1$ k -n foo exec mypod -- cat /etc/mycm/fookey
2myspecialvalue
Without installing the policy from earlier, let's test about how long it takes for an update to that ConfigMap to be reflected in the Pod. Make some modification to the value of fookey
and let's apply and watch the Pod.
1kubectl apply -f mycm.yaml && watch -n 1 kubectl -n foo exec mypod -- cat /etc/mycm/fookey
Although there are more bash-savvy ways to get an exact measurement, just by counting you should see it may take anywhere from 30-90 seconds for that new value to get picked up.
Now create the ClusterPolicy from above and re-run the test. When you update the ConfigMap, it will trigger Kyverno into action. It will see the UPDATE to that ConfigMap, find the Pods in the same Namespace which mount it by that name, and write/update the annotation corp.org/random
with some random value it generates, thereby forcing a refresh on the contents of the volume. It should only take between 1-2 seconds from the time the upstream ConfigMap is updated to the time the downstream Pod(s) can access the new contents.

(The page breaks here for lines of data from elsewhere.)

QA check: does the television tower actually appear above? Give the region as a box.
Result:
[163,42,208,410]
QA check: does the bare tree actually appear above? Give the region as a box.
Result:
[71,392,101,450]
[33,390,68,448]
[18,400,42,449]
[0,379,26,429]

After finishing this up, I suddenly remembered that I had written about something very similar here back in September. The main difference between these two approaches is the reloading article requires (and performs), due to the Secret being consumed in an environment variable, a new rollout on a Deployment while the method outlined here does not. You can couple this approach with the syncing approach to have lightning quick reloading AND only have to update one reference ConfigMap or Secret. That's pretty nice!
This could be a very handy approach when you need low latency between when an update to a reference ConfigMap/Secret occurs and the time when it gets made available to workloads. Thank you to Ahmet for the insight and for inspiring me to figure this use case out!